Décidément, depuis une semaine, les requins sont au cœur des débats politiques. Après l’autorisation de capturer et tuer les squales s’approchant trop près des côtes occidentales de l’Australie annoncée jeudi dernier, ce fut au tour du tribunal administratif de Saint-Denis (La Réunion) de suspendre, vendredi, un arrêté autorisant la chasse des requins-tigres et des requins-bouledogues jusque dans la Réserve naturelle marine (voir l'article mis en ligne hier).

Hier, le ministère des Outre-mer a annoncé qu’une mission composée de hauts fonctionnaires se rendra à la Réunion pour aider à la gestion du risque représenté par les requins dont les attaques sont devenues plus fréquentes depuis 2011, provoquant la mort de trois surfeurs en 2011 et 2012. Composée de membres des ministères de l'Intérieur, de l'Ecologie et des Sports, cette délégation rencontrera,  du dimanche 7 au vendredi 12 octobre, l'ensemble des acteurs pour « procéder à une évaluation intermédiaire des mesures engagées dans la gestion du risque requin à La Réunion » .

Requins surpêche

Par ailleurs, les représentants des gouvernements de 50 États, réunis en fin de semaine passée à Bonn (Allemagne), ont adopté un Mémorandum d’entente sur la conservation des requins migrateurs. Conclu sous l’égide de la Convention de Bonn (traité international signé en 1979 et également appelé Convention sur la conservation des espèces migratrices appartenant à la faune sauvage), cet accord vise à limiter la surpêche, à mieux connaître la répartition des populations de requins et à instaurer des mesures de protection ciblées. Ce document n’a toutefois valeur que de recommandations. Pour être efficace, ce plan de protection des espèces de requins migratrices devra donc impliquer les représentants du secteur de la pêche, les ONG et les scientifiques.

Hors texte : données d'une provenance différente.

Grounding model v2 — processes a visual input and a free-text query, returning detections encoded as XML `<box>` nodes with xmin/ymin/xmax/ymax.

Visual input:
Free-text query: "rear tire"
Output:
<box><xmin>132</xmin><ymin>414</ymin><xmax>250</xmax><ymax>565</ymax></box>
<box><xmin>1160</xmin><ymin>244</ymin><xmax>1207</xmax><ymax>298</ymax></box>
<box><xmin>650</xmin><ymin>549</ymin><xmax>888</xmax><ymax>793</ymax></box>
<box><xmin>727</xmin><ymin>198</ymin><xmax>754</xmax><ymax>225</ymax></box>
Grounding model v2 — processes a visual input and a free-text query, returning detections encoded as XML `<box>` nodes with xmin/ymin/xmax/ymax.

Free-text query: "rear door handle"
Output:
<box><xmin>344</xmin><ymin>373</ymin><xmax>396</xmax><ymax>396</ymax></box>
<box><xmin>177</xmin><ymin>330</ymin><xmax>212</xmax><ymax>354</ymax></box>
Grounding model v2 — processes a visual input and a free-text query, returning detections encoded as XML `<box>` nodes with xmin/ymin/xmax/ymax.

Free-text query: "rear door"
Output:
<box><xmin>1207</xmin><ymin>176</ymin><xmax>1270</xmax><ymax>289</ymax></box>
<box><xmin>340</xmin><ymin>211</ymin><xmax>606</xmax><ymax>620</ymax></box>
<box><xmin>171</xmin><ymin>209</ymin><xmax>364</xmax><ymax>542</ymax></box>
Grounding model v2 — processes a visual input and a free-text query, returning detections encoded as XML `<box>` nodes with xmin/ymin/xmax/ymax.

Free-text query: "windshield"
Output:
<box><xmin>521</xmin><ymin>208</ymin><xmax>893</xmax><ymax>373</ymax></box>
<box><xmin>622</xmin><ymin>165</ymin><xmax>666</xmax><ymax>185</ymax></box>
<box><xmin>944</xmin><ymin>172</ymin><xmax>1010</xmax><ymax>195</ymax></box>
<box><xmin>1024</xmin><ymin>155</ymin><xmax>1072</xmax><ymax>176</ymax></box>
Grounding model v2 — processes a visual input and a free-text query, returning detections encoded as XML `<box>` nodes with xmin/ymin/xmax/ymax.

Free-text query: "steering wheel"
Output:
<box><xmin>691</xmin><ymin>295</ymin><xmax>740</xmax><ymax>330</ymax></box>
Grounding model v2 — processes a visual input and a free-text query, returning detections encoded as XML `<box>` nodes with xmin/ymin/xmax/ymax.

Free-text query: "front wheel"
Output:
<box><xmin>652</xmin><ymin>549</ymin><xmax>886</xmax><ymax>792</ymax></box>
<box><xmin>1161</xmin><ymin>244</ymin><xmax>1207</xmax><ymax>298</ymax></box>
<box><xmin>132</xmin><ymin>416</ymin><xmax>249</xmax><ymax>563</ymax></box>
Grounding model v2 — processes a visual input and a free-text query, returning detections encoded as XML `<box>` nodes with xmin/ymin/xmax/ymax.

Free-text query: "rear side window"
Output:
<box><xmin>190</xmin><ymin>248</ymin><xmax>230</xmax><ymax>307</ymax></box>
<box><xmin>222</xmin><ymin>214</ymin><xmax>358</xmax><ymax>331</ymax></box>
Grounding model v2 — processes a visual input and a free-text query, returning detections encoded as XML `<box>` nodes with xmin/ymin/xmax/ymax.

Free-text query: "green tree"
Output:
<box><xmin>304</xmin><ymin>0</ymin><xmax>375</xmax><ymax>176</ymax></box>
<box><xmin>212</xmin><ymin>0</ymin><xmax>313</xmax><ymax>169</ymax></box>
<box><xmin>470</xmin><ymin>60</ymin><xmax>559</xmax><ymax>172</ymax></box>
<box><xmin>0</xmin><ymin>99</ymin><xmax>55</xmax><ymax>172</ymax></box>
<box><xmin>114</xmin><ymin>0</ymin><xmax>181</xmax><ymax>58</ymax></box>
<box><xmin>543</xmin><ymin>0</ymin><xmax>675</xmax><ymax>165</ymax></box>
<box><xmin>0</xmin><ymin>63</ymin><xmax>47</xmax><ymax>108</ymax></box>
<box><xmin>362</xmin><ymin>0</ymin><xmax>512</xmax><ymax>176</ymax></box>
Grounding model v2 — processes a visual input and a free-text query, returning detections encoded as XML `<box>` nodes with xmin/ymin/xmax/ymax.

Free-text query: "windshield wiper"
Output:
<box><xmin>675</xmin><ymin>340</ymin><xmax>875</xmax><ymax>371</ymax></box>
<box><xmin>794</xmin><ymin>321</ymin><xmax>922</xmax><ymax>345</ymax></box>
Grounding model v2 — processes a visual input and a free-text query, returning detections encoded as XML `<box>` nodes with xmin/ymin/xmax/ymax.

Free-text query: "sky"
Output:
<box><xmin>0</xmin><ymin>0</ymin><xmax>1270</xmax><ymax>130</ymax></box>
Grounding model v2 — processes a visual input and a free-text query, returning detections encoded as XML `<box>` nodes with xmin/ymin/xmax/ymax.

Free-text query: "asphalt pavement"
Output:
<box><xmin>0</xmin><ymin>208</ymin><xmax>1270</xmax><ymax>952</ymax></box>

Aujourd’hui, la cause première du déclin des populations de requins (lire l’article mise en ligne hier) reste la surpêche. Hormis trois d’entre-elles (le grand requin blanc, le requin-baleine et le requin-pèlerin), les espèces de requins ne font l’objet d’aucun quota de capture. Or les requins, qui pour la plupart atteignent tardivement l’âge adulte et se reproduisent peu, sont particulièrement vulnérables à la surpêche.

Des dizaines de millions de requins pêchés chaque année

L’avenir de nombreuses espèces passe donc par une nécessaire réglementation de leur pêche. Entre 26 et 73 millions de requins sont pêchés chaque année, essentiellement pour leur aileron, met de choix dans la gastronomie asiatique et dont le prix au kilo peut atteindre 700 dollars (540 euros). Les carcasses sont en général rejetées à la mer (une pratique baptisée « finning »). Un immense et scandaleux gaspillage. En Europe, la pratique de la découpe de l’aileron est officiellement interdite à tous les navires battant pavillon d’un Etat-membre mais des dérogations autorisent toujours certains pêcheurs à découper les ailerons à bord des navires, avant le débarquement séparé des carcasses.

Ailerons de requins

Pour Shark Alliance (coalition de plus de 130 organisations consacrée à la protection et conservation des requins sur des bases scientifiques et coordonnée par le Pew Environment Group), « débarquer des requins avec leurs ailerons attachés serait de loin la façon la plus simple et la plus fiable d'appliquer une interdiction du finning ». L'Espagne et le Portugal sont les seuls Etats membres de l'UE délivrant encore ce genre de permis. Depuis 2003 et l’interdiction du« finning » en Europe, des dérogations ont été accordées à quelque 200 navires ibériques.

Mercredi 19 septembre, la commission Pêche du Parlement européen a adopté une proposition de la Commission européenne visant à bannir définitivement la découpe des ailerons de requin à bord des navires. Si cette mesure  est soutenue par l’ensemble des parlementaires en session plénière à la fin octobre, sa mise en application deviendra immédiate. Toutefois les amendements adoptés le mois dernier contiendraient des failles juridiques ouvrant la porte au retour de dérogations.

La bataille pour la sauvegarde des requins, espèces essentielles à l’équilibre de l’environnement et des écosystèmes marins, est loin d’être terminée. Dossier(s) à suivre…

Sources : Le Monde, AFP, Shark Alliance.